9. The upsides of LeanXcale
LeanXcale provide major benefits with strong impact on important areas of interest:
a) Short time to market: With LeanXcale, you only need one database for all your needs. This means simpler architecture, fewer technologies to master while being able to easily adapt to changed requirements and workload needs.
b) Low total cost of ownership: We squeeze every single cycle of CPU, so you get better performance of the same machine, paying less at the end of the month for the same (better) service.

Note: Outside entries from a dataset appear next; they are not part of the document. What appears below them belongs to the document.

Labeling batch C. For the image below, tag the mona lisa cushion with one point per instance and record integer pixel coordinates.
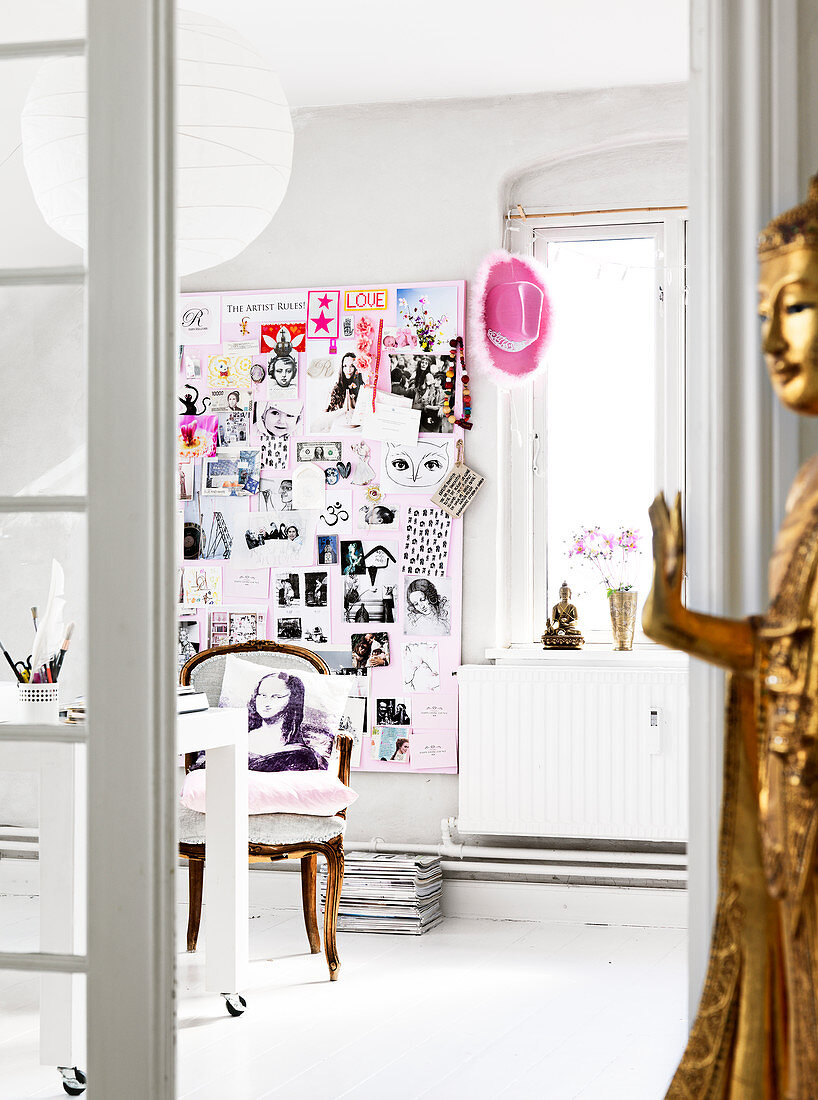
(316, 793)
(293, 718)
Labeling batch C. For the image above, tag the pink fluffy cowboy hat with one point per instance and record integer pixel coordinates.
(510, 318)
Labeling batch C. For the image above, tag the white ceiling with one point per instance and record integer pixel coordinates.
(328, 52)
(331, 52)
(386, 51)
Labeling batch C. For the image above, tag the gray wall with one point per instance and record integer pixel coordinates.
(415, 191)
(383, 193)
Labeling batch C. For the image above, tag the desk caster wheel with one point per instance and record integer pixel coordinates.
(74, 1080)
(235, 1003)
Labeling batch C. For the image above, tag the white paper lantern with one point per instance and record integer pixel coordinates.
(234, 150)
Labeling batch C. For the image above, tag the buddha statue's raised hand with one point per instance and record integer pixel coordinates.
(727, 642)
(662, 612)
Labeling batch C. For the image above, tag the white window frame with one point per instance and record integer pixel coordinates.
(130, 736)
(522, 431)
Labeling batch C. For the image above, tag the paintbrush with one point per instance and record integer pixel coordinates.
(11, 664)
(63, 649)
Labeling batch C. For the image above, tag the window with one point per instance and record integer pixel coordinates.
(603, 429)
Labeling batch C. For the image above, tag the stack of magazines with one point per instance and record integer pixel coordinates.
(380, 892)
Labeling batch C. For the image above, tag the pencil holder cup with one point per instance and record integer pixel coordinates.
(39, 704)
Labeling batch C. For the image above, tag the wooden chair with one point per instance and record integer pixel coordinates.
(272, 836)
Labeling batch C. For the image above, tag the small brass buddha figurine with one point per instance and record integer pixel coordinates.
(755, 1035)
(561, 629)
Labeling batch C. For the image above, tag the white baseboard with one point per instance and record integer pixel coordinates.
(639, 906)
(19, 877)
(280, 888)
(549, 902)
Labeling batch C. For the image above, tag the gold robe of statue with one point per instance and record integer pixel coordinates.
(755, 1035)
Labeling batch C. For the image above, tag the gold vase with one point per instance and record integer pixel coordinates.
(622, 618)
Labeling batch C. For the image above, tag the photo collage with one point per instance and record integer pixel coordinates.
(313, 431)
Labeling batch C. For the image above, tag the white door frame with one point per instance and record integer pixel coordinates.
(742, 447)
(131, 515)
(130, 507)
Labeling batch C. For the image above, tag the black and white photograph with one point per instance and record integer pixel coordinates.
(421, 376)
(288, 589)
(372, 596)
(233, 427)
(385, 516)
(217, 515)
(339, 661)
(333, 392)
(282, 373)
(318, 451)
(274, 538)
(328, 549)
(314, 634)
(368, 603)
(352, 558)
(188, 642)
(393, 712)
(354, 725)
(427, 605)
(314, 589)
(232, 627)
(389, 744)
(187, 476)
(427, 534)
(275, 494)
(220, 474)
(288, 629)
(278, 417)
(369, 650)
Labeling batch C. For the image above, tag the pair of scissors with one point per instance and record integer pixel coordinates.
(23, 668)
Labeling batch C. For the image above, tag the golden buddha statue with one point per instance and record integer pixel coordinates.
(561, 629)
(755, 1035)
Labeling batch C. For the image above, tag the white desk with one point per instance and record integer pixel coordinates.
(63, 840)
(223, 733)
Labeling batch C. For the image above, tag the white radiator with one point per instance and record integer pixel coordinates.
(582, 751)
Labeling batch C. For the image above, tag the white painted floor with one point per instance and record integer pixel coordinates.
(475, 1009)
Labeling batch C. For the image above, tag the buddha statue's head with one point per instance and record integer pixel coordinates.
(788, 304)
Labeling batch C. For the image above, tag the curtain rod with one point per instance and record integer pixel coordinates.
(523, 215)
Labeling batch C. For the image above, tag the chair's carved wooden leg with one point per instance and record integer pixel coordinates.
(309, 873)
(196, 880)
(334, 853)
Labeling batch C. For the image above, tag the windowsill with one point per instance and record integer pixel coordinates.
(645, 655)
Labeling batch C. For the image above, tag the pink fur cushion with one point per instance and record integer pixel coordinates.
(316, 793)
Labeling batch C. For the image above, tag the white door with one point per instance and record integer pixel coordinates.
(86, 477)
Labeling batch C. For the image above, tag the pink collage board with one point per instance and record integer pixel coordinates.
(273, 391)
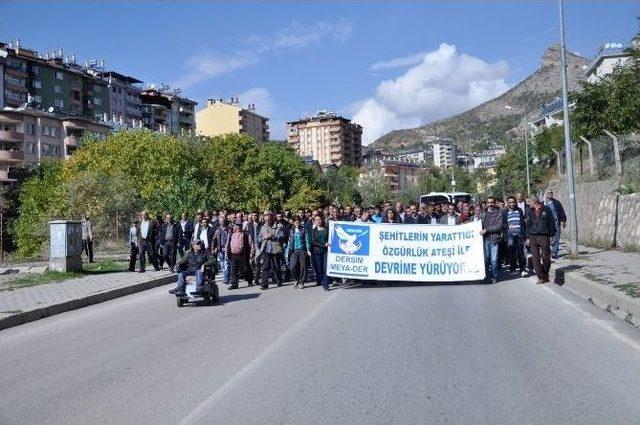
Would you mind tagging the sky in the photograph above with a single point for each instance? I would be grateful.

c) Extreme scalability: When you achieve success, LeanXcale will be ready to handle any workload, and you won’t need to change your architecture to fit even the most extreme performance demands.
9.1. Suitability
The great flexibility and versatility of LeanXcale makes it perfect for implementation in a startup, without sacrificing the needs of major enterprises. Your database solution can be created quickly and allows for expansion, modification and growth in pace with your other development.
There is no need to make separate decisions for your quick-and-dirty test implementation and your finalized enterprise product. LeanXcale will follow you all the way.